Quick question: Would it be fair to mention John Torres’ Phillipine folktale Lukas The Strange in the same breath as Apichatpong Weerasethakul, or is it merely best to turn one’s shirt inside-out to resist the trickery of the tikbalang?
Upon entering the theater to Stemple Pass, James Benning’s four shot film based on the journals of Ted Kaczynski (a.k.a. the Unabomber) from his hermetic retreat into the Montana wilderness, I was told by an esteemed film professional that what I was about to see was merely more Benning: a cabin, some seasons, only there’s a voice this time. I’d been advised.
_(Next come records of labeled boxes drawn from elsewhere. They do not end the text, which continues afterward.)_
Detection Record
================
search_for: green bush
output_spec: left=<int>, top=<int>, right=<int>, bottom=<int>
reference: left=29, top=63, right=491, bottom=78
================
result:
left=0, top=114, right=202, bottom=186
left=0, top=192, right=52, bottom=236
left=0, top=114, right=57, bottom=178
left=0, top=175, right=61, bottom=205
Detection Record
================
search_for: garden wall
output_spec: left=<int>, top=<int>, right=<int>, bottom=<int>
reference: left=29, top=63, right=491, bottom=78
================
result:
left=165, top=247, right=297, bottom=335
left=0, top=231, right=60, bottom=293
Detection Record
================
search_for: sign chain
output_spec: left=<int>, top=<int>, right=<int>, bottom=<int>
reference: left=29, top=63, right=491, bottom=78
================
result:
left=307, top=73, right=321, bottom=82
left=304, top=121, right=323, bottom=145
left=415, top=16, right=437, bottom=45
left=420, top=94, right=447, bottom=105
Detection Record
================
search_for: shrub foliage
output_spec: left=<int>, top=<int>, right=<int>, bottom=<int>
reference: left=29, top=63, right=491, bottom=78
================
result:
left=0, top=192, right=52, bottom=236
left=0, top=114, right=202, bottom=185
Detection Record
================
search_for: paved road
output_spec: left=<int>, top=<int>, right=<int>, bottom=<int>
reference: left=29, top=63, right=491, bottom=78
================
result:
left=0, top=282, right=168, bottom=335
As I sat watching and, more importantly, listening, the magnitude of Benning’s creative undertaking and by extension Kaczynski’s “project” began to cast a haunting spell, no less for coinciding with the Boston Marathon bombing the same week. No image shook me more than that of Kaczynski witnessing an elk trying futilely to cross a creek, its antlers caught in the thicket, exhausted from trying to extricate itself, and finally still enough that Kaczinsky may reach out and rest his hand in the animal’s ribcage. That this picture never materializes but is conjured in the mind’s eye from Benning’s droll incantation of Kaczynski’s strikingly poetic letters is testament to the director’s patient compositional strategy. Indeed, this is a slow burn political thriller by radically different means, in which the mind of a killer is opened diaphanously, traced like the rings in a cross cut tree to see just where the growth flourished, and when it was stunted. If getting revenge is the defining political theme of our century thus far, this is the film that stares down the frightening logic of redress. A little sugar in the gas tank has never seemed so evil.